Jam tomorrow.


 息の詰まるような圧迫感を覚えていた。胸に重石を載せられたかと錯覚するほど寝苦しい。ひとしきりうんうん唸った後に、首筋に寝汗を浮かべた彼は薄っすらと目を開けた。寝起きの目にはまぶしい燃えるような赤が瞳の中に飛び込んできた。
「おきて、パパ」
 そこに幼児がどっかりと腰を据えていた。道理で重いわけだと寝起きの頭で彼はぼんやりと納得する。父親の反応の薄さにしびれをきらした子供は小さな手で容赦なく彼の顔をつねりだした。
「おきろ」
「いたた。りんね、パパはまだおねむなんだよ」
「やだ。イチゴ、イチゴ」
「……うん? イチゴ?」
 まだ頭の働きが鈍い彼はりんねのなすがままでしばらく思案した。そうしてりんねが、忘れていることを責め立てるように泣きそうな顔をしだした頃になってようやく、
「──ああ。イチゴ狩りに連れて行くって言ったことか?」
 幼い息子に他愛もない口約束をしたことを思い出した。
 何のことはない。あの世商店街の福引で、イチゴ狩りのペアチケットを引き当てたのだ。それをちらつかせて幼児に期待を持たせた。問題は、そのペアチケットがすでに彼の手元にはないということだった。その所有権は、幾ばくかの現金と引き換えに、とうにあの世の金券ショップに譲渡してしまっている。

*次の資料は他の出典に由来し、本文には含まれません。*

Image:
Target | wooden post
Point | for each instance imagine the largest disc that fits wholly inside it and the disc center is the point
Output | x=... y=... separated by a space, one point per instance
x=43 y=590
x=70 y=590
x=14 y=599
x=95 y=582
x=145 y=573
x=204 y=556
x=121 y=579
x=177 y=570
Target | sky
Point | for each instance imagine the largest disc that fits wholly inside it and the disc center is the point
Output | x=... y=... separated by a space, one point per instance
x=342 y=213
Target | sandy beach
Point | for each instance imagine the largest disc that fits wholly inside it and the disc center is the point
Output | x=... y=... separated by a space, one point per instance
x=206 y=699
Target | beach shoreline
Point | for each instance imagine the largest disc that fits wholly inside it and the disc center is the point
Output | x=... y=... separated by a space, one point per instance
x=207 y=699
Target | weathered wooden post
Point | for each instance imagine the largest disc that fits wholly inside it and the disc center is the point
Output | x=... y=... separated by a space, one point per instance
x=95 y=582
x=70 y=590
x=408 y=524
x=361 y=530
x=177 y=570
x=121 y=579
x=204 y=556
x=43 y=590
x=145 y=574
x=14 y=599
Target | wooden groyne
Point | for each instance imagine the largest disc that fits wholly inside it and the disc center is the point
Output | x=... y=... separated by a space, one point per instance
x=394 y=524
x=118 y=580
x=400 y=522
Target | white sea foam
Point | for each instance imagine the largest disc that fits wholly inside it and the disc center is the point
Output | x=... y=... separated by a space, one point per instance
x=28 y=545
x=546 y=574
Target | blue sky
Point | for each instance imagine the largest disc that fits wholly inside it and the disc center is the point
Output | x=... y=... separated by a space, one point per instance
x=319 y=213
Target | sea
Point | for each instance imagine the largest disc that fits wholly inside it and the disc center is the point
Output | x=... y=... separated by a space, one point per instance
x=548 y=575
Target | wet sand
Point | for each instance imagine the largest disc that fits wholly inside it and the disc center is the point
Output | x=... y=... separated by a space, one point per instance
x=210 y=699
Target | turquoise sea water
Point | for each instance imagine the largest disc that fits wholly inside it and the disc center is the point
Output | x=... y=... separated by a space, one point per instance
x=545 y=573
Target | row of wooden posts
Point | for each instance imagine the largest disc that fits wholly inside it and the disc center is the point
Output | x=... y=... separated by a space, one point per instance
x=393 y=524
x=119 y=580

「そんなにパパとのお出かけを楽しみにしていたのか。いじらしいやつ!」
 彼はさもわが子の情深さに感動したような素振りで小さな体をひしと胸に抱きしめるが、幼くとも妙に鋭いところのある息子はそれしきの茶番にはごまかされなかった。
「イチゴ。やくそく。ゆびきりげんまん」
「でも、外は雨だぞ。今日は農園も閉まってるんじゃないかなあ」
「じゃあ、あした」
「明日? ……うーん、そうだなあ。じゃ、晴れだったら連れて行ってあげよう」
 りんねの赤い瞳が宝石のようにきらめいた。約束の証として小さな手でゆびきりげんまんを求めてくる。はいはいと小指を差し出しながら、彼はその笑顔の下で自分の不誠実をほんの一瞬いましめた。なぜなら彼は知っていたからだった。明日もそのまた明日も、天気予報は雨続きなのだということを。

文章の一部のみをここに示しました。